Anyone can test but...

Some years ago, I was pairing with a developer. We often would do work on the code that needed creating, working on the developer home ground. So I invited us to try something different - work that was home ground to me. 

There was a new feature the other developers had just called complete, that I had not had time to look at before. No better frame of cross-pollinating ideas, or so I thought.

Just minutes into our pairing session of exploring the feature, I asked out loud something about sizes of things we were looking at. And before I knew, the session went from learning what the feature might miss for the user to the developer showing me bunch of tools to measure pixels and centimeters, after all, I had sort of asked about sizes of things. 

By end of pairing session, we did not do any of the work I would have done for the new feature. I was steamrolled and confused, even deflated. It took weeks or months and a conference talk to co-deliver on pairing before I got to express that we *never* paired on my work. 

I am recounting this memory today because I had a conversation with a new tester in a team with one of testerkind, and many of developerkind. The same feelings of being the odd one out, being told (and in pairing directed) to do the work the developer way resonated. And the end result was an observation on how hard it it to figure out if you are doing good work as tester when everyone thinks they know testing, but you can clearly see the results gap showing their behaviors and results don't match their idea of knowing testing so well.


I spoke about being the odd one out in TestBash in 2015. I have grown up as tester with testing teams, learning from my peers, and only when I became the only one with 18 developers as my colleagues, I started to realize that I had team members and lovely colleagues, but not a single person who could direct my work. I could talk to my team members to find out what I did not need to do, but never what I need to do. My work turned to finding some of what others may have missed. I think I would have struggled without having had those past colleagues who had grown me into what I had become. And I had become someone who reported (and got fixed) 2261 bugs over 2,5 years before I stopped reporting bugs and started pairing on fixes to shift the lessons to where they matter the most. 

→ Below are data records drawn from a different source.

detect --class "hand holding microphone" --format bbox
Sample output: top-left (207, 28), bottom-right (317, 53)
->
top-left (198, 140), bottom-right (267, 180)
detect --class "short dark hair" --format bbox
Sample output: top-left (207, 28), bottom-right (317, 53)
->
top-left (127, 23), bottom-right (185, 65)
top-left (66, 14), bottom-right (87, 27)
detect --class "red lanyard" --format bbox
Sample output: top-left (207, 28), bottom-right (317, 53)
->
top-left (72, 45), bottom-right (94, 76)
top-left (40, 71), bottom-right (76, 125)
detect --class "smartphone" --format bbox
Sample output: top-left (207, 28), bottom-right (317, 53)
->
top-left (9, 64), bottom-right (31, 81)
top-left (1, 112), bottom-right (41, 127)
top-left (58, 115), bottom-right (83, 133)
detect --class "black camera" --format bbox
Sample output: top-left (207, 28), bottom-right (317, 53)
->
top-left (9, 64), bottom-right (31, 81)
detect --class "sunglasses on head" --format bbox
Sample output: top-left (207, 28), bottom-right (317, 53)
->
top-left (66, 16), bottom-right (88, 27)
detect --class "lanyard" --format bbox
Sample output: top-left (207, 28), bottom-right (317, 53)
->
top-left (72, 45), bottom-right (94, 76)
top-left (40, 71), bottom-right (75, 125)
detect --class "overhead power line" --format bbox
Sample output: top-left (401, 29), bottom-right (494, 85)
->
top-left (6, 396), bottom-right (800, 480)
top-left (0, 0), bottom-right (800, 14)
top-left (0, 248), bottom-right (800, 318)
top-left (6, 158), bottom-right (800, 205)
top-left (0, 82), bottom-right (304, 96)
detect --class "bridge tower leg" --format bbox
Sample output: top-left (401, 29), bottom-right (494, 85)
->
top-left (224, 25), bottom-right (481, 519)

For a better future, I hope two things: 
  1. Listen and make space more. Look for that true pairing where both contribute, and sit with the silent moments. Resist the temptation of showing off. You never know what you would learn.
  2. Appreciate that testing is not one thing, and it is very likely that the testing you do as developer is not the same as what someone could add on what you did. Be a better colleague and discover the results gap, resisting the refining the newer person to a different center of focus. 
I searched my peers and support in random people of the internet. I blogged and I paired like no other time when I was the odd one out. And random people of the internet showed up for me. They made me better, and they held me on growth path. 

If I can be your random people of the internet to hold you on growth path, let me know. I'm ready to pay back what people's kindness has given me. 

Anyone can test. Anyone can sing. But when you are paid to test as the core of your work week, coverage and results can be different to what they would be if you needed to squeeze it in.